As you drive north on Highway 64 to the Grand Canyon,
the ponderosa pines give way to scraggly junipers. The sky is wide,
wider perhaps than you’ve ever seen it, and it seems
entirely probable from here that this same sky stretches
beyond these horizons, from Budapest to Beijing.
On the drive you expect a glimpse of the canyon, a vista
between
the trees, perhaps, especially if this is not your first
visit to a
national park. A
little teaser shot would be nice, you think.
But
there’s nothing but a few nondescript hills, even more trees,
and sad, yellow grasses pushing up through the cinders.

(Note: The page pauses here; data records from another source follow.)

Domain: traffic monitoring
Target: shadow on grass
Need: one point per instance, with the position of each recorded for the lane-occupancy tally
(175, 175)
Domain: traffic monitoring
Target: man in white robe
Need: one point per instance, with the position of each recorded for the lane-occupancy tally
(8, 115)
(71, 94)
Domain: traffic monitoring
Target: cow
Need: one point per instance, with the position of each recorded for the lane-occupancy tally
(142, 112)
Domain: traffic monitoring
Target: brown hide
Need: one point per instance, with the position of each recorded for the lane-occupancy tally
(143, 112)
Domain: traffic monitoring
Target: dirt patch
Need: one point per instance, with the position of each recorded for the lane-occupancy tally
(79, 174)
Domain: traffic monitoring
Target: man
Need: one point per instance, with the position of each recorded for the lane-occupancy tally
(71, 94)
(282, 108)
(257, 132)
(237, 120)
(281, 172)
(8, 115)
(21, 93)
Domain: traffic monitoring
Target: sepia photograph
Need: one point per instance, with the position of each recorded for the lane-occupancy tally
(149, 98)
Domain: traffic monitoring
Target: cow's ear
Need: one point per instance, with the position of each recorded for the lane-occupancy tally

Past Tusayan (am I pronouncing that correctly?), you’re back
among
the ponderosa again.
Just when you begin to lose all hope of
arriving, doubting that this road might ever end, there are
suddenly
stop signs, stone buildings, people, parking lots! And so you park, still
wondering if all those miles you’ve driven were for naught.
Afterall, who hasn’t seen a canyon?
They’re everywhere, right, as common as can be? Even so, you sling
your binoculars across your chest, camera in hand, you
follow the signs pointing
toward the rim. You
make your way through throngs of people.
There
must be busloads of them, speaking languages you’ve never heard
until now. Looking
down, you pick your way along the uneven
sidewalk, not wanting a twisted ankle. And so, it isn’t until
you finally, truly, reach that edge that you look up,
expecting more
trees, more hordes of people, stone buildings, smelly mules.
But this is where your breath catches. Your eyes, taking in
the sea of canyon, struggle not to spill over. How it is possible
that the earth is so many hued?
How could an absence be
so vast?
What could make a poet forget her words?